Andrey Rublev, the current World No. 7 on the Association of Tennis Professionals (ATP) tour, disclosed in March 2021 that “if I can choose and I can have the option to not have the vaccine, I will not get it.” He went on to clarify that there was no particular justification for this, simply that he has never been vaccinated since childhood, and he does not feel the need to start. Rublev is far from isolated in this regard – many of his fellow tennis players, from Diego Schwartzman to Elina Svitolina, have expressed similar sentiments. Additionally, Novak Djokovic, currently ranked first in the world, also said in May that he hoped COVID vaccinations will not be mandated by the ATP league, stating that “I’ve always believed in freedom of choice.” While these statements have drawn much ire from the tennis community and beyond, arguably a bigger impact has been made by the general skepticism surrounding the vaccine in the NBA. Kent Bazemore, who plays wing position for the Warriors, followed his teammate Andrew Wiggins in stating that he will most likely not take the vaccine unless somehow compelled.
With viewership for regular season games over 1 million viewers, the NBA has an enduring influence in minority communities, especially among African-Americans and Latin Americans. These communities have been disproportionately affected by the pandemic – endorsements by trusted public figures could not only help the league carry on with its scheduled tournaments and increase viewership, it could reduce vaccine hesitancy among the general public as well. One eighth grader at ISM said that “I think the general reason athletes don’t want to be vaccinated is because they have to take a lot of care of their bodies. They’re probably skeptical about how safe it is, or the effect it will have on their routine and training,” showing that there is support for athletes exercising their free will in regards to getting the vaccine, but making a well educated choice overall.

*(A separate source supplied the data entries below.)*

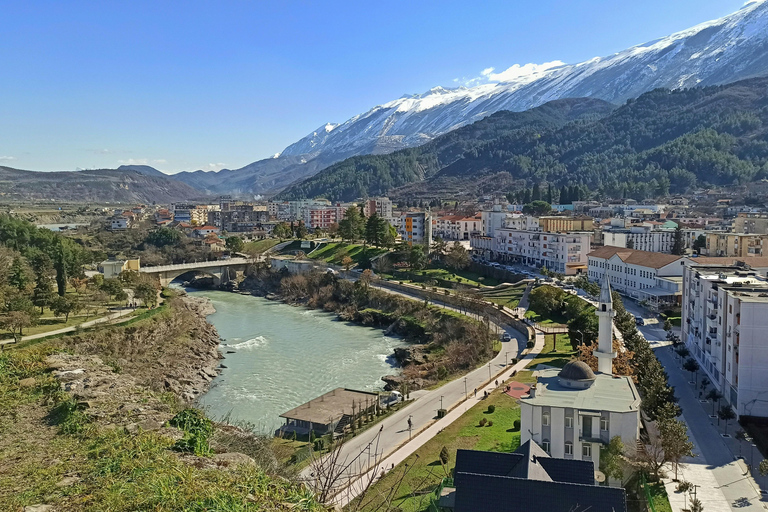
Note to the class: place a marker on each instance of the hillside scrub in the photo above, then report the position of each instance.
(79, 437)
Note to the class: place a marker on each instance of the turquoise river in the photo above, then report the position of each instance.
(284, 356)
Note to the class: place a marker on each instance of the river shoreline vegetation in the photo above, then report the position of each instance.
(444, 344)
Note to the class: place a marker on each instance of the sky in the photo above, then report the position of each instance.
(209, 85)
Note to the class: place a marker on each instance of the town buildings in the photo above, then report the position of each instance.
(642, 275)
(416, 228)
(724, 325)
(740, 245)
(525, 480)
(572, 412)
(530, 241)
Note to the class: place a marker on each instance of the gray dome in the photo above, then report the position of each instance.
(577, 370)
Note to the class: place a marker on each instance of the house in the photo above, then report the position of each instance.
(416, 228)
(112, 267)
(642, 275)
(204, 231)
(573, 412)
(528, 479)
(329, 413)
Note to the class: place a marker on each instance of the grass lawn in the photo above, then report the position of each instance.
(334, 252)
(508, 296)
(555, 319)
(425, 470)
(552, 357)
(260, 246)
(460, 276)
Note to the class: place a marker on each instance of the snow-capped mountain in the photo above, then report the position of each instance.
(721, 51)
(726, 50)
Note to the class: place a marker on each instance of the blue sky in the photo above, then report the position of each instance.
(205, 85)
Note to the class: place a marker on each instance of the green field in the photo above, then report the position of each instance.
(425, 471)
(508, 296)
(334, 252)
(552, 357)
(459, 277)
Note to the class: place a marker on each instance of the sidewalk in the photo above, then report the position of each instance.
(90, 323)
(425, 434)
(724, 483)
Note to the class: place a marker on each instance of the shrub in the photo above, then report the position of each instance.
(197, 429)
(444, 456)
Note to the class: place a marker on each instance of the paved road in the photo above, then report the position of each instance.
(723, 481)
(100, 320)
(422, 412)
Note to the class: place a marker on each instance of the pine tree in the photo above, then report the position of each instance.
(536, 194)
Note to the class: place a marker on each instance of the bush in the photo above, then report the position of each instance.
(444, 456)
(197, 429)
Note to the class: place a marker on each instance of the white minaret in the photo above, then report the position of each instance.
(605, 314)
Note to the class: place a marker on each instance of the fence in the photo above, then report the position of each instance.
(647, 493)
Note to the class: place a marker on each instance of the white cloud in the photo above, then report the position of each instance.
(517, 72)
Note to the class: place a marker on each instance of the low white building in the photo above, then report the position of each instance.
(416, 228)
(642, 275)
(724, 322)
(572, 413)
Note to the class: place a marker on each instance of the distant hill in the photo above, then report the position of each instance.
(104, 185)
(732, 48)
(377, 174)
(143, 169)
(663, 141)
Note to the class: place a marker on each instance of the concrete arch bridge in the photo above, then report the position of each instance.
(222, 271)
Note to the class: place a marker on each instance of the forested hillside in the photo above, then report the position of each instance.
(377, 174)
(664, 141)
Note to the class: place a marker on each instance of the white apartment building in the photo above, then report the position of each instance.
(642, 275)
(724, 322)
(642, 238)
(456, 227)
(323, 217)
(559, 252)
(416, 228)
(573, 412)
(381, 206)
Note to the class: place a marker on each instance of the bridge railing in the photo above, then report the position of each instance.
(194, 265)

While athletes are not mandated, as of now, by most major sports leagues like the NBA, NHL, or ATP/WTA, almost all incentivize or offer benefits to vaccinated players, such as relaxed COVID protocols for those who are fully vaccinated. Athletes do have a say in whether or not they take the vaccine, but it is up to them to ensure that their positions are thoroughly justified and examine the repercussions of any decision they make on their audience and society at large.